Éramos Juan, el ligón profesional; Miguel, cuya prominente barriga presagiaba que nos esperaban litros de cerveza; Carlos, que medía el mundo en comparaciones automovilísticas; Lenin —apodo ganado por sus diatribas anticapitalistas que nunca impedían que pidiera la cuenta dividida—, y yo, convencido de que mi pragmatismo me hacía inmune al desastre. El sexto era Andrés, que apenas hablaba, pero cargaba una cámara réflex como quien porta un salvoconducto contra el caos.

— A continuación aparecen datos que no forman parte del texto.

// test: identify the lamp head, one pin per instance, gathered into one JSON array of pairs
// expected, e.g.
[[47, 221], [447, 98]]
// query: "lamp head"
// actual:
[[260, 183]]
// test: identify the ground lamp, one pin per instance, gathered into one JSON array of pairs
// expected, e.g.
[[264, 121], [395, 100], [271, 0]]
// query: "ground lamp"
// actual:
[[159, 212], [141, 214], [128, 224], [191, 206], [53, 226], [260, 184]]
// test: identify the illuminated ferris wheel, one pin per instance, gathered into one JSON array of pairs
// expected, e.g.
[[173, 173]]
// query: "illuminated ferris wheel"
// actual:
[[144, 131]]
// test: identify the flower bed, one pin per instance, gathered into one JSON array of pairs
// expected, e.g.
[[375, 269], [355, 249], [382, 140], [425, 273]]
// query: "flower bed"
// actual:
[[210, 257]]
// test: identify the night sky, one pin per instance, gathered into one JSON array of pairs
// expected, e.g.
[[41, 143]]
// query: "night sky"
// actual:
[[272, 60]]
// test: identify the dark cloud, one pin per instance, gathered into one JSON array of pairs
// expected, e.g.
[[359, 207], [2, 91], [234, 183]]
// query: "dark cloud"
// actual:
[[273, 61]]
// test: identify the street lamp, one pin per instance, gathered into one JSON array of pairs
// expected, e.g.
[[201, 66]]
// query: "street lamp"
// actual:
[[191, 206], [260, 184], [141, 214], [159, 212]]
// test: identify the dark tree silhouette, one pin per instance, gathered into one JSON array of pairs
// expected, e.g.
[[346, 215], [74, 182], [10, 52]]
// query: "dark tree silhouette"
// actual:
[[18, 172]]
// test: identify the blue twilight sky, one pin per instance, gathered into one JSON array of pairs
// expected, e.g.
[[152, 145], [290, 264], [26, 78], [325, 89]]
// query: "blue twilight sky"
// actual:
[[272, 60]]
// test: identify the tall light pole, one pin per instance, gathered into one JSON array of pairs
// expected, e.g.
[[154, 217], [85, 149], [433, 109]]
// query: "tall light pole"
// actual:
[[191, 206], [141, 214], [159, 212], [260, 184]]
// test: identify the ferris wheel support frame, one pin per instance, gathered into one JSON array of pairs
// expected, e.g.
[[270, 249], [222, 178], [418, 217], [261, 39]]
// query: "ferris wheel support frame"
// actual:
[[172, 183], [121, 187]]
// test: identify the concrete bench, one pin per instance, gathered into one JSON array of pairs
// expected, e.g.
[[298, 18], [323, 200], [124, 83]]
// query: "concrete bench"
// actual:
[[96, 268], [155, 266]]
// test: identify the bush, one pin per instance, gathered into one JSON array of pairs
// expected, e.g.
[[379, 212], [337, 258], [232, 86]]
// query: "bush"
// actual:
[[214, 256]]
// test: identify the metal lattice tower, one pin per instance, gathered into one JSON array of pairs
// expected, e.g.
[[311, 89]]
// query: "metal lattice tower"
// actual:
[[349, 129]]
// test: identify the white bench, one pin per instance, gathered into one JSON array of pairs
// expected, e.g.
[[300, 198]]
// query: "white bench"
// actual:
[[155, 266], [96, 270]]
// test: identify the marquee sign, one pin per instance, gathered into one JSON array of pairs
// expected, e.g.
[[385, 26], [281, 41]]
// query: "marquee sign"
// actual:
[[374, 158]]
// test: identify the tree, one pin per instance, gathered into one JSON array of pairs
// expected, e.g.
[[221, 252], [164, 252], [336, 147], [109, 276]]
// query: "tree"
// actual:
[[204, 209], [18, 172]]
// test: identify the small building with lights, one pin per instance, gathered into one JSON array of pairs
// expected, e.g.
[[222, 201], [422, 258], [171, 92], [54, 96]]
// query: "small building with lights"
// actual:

—Suena pintoresco —dijo Juan.
—Menudo capricho burgués —se quejó Lenin—. Y encima nos va a costar un ojo de la cara.
Finalmente, el pacto con el absurdo se firmó. En el Aeropuerto Internacional La Aurora, preguntamos por el mostrador de Airtikal Airlines. La sonrisa burlona de la azafata nos descolocó más de lo que ya estábamos.
—No hay mostrador. Sigan la línea azul pintada sobre el asfalto de la pista de servicio, hasta que lleguen a unos hangares. No tiene pérdida —dijo la mujer del mostrador de información, su voz neutra, con un dejo de ironía.
Arrastramos las maletas sobre el alquitrán reblandecido durante más de un kilómetro. El rugido de un 747 despegando a nuestra izquierda nos sacudió el esternón.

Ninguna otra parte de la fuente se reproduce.